Updated from 8:44 a.m. EDT
Morgan Stanley (MWD) kept the streak of good earnings reports alive on Wall Street firms Wednesday, reporting higher third-quarter profits before a previously announced charge in its airline-leasing business.
In the quarter, the big Wall Street investment bank earned $144 million, or 13 cents a share, compared to $837 million, or 76 cents a share. Earnings were depressed by the $1 billion after-tax charge stemming from Morgan Stanley's decision last month to exit the trouble aircraft-leasing business.

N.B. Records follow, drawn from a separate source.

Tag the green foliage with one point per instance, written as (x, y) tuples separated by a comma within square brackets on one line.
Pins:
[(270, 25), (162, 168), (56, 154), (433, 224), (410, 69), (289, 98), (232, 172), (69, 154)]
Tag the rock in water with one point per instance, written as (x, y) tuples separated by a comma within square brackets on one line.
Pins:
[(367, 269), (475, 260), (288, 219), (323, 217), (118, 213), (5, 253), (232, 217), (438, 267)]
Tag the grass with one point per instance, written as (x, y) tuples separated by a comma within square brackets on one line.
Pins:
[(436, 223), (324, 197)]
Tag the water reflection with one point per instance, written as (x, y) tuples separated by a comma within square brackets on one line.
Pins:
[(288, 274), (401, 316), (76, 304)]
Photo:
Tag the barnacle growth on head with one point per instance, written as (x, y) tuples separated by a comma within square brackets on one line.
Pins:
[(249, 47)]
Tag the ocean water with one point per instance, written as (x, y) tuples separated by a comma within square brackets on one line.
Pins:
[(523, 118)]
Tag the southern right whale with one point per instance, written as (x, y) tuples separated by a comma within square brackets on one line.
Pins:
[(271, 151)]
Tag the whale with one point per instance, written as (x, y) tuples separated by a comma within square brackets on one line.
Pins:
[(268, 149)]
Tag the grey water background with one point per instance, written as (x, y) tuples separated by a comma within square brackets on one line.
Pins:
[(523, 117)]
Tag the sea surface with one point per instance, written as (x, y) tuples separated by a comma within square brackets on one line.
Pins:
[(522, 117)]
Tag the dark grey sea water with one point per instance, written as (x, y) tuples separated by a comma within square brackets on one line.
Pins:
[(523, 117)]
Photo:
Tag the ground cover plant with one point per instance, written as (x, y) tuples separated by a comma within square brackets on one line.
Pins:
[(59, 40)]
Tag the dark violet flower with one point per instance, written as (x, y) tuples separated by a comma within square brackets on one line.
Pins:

The charge marred an otherwise solid quarter for Morgan Stanley, which posted a 29% gain in revenue to $6.9 billion. Even without the charge, however, the quarter was not as good as some of Morgan Stanley's peers.In early afternoon trading, shares of Morgan Stanley were off 46 cents to $51.94. Excluding the item, Morgan Stanley earned $1.17 billion in the quarter, or $1.09 a share. On that basis, the firm exceeded the Thomson Financial consensus estimate of $1.05 a share. Morgan Stanley also surpassed the analyst revenue estimate of $6.26 billion. The quarterly results are the first from Morgan Stanley since John Mack became chairman and CEO, following the tumultuous departure of Phil Purcell. The decision to exit the aircraft leasing business, something that has been a drag on earnings for several quarters, was one of Mack's first big moves since taking over the helm of the firm. The big earnings driver at Morgan Stanley in the quarter was its institutional securities division, which includes the firm's investment bank. Net revenue from the division rose 51% to $4.16 billion. Pacing the advance was the firm's trading desk, which generated $2 billion in revenue, up 63% from a year ago. But traditional lines of investment banking also performed well. Revenue from corporate advisory work rose 25% to $388 million. Underwriting fees rose 27% to $510 million, mostly from underwriting bond deals. Fees from stock offerings were flat, despite an industrywide surge in initial public offerings in the quarter.